You only need to to this the first time you run POS2IDON.
We recommend a machine with a dedicated GPU.
-
Get credentials for the followings data providers:
and type them in the file
configs/Environments/.env
-
Place your saved Machine Learning models in :
configs/MLmodels/YourModelFolder/YourModel.pkl
(for scikit-learn RF and XGB)
configs/MLmodels/YourModelFolder/YourModel.zip
(for Py-Torch)
configs/MLmodels/YourModelFolder/YourModel.pth
(for Python Unet)
configs/MLmodels/YourModelFolder/YourModel.bson
(for Julia Unet) -
Execute the script
workflow.py
, this will automatically clone the following repositories:-
FeLS - Fetch Landsat & Sentinel Data from Google Cloud (private) repository in the folder :
/configs/fetchLandsatSentinelFromGoogleCloud-master
-
ACOLITE - generic atmospheric correction module (20221114.0) repository in the folder :
/configs/acolite-main
-
If the cloning does not start automatically or if the repositories were corrupted during cloning, you can manually download them using the previous links.

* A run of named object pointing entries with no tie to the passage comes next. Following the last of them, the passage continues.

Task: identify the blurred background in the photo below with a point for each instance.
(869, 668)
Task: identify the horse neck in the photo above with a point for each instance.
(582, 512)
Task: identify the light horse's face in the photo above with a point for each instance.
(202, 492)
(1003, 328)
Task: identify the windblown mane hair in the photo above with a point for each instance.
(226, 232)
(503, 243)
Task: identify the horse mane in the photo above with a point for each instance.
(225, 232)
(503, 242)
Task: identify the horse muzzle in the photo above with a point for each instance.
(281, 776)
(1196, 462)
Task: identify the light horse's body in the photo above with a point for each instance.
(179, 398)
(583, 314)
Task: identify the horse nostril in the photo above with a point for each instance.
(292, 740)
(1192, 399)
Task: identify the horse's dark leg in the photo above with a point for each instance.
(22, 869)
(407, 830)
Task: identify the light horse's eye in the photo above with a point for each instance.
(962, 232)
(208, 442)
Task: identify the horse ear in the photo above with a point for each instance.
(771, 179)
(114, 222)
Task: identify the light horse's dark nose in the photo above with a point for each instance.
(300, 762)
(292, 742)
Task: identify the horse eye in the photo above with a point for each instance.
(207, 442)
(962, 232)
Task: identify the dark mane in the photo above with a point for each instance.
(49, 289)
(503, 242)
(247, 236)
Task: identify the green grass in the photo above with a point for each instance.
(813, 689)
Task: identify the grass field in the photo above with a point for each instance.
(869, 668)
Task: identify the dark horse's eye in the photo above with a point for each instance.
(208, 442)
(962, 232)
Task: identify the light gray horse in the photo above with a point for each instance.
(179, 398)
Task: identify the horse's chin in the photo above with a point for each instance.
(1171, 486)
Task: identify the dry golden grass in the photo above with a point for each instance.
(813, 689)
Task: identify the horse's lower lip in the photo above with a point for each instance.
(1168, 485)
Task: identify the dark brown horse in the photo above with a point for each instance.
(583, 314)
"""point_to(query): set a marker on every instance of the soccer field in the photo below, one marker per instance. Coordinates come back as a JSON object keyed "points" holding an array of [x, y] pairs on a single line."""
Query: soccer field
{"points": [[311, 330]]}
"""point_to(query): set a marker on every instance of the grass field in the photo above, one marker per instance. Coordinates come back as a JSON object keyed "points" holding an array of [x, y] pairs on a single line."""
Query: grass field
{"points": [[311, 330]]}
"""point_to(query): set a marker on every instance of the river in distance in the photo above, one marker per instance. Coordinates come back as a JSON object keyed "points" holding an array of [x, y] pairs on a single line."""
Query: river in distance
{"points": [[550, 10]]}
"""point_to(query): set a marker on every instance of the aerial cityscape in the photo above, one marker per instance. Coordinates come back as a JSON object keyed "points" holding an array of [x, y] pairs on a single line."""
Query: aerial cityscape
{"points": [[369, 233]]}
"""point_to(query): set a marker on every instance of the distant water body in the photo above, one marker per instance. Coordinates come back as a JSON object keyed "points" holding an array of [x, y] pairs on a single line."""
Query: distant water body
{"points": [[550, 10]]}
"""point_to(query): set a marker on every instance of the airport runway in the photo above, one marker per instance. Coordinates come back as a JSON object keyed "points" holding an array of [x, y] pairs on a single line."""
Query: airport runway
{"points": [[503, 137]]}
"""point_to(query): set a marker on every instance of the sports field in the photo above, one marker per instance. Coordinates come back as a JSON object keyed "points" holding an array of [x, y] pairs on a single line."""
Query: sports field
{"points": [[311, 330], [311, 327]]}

The first time you run FeLS it will download a csv table, this process may take a few minutes.
Open configs/User_Inputs.py
and follow the descriptions to set up wanted workflow options, insert region of interest and sensing period, select download service, define masking and classification options. Execute the script workflow.py
to run the workflow.
To test the classification workflow we provide a random forest model based on MARIDA spectral signatures library and trained as described in Kikaki et al., 2022. You can download the model folder using this link and place it in configs/MLmodels
. By default the User_Inputs.py
is configured to perform a classification on a plastic debris event case study that occurred in the Gulf of Honduras on 18th September 2020.
Visualization with QGIS, color palette provided inside configs/QGIScolorpalettes
.
If you find POS2IDON useful in your research, acknowledge us using the following reference:
- A. Valente, E. Castanho, A. Giusti, J. Pinelo and P. Silva, "An Open-Source Data Pipeline Framework to Detect Floating Marine Plastic Litter Using Sentinel-2 Imagery and Machine Learning," IGARSS 2023 - 2023 IEEE International Geoscience and Remote Sensing Symposium, Pasadena, CA, USA, 2023, pp. 4108-4111, doi: 10.1109/IGARSS52108.2023.10281415.
POS2IDON tool has been tested in the framework of different EU projects (LabPlas and EcoBlue) and under different data approaches.
POS2IDON is provided by AIR Centre as an experimental tool, without explicit or implied warranty. Use of the tool is at your own discretion and risk.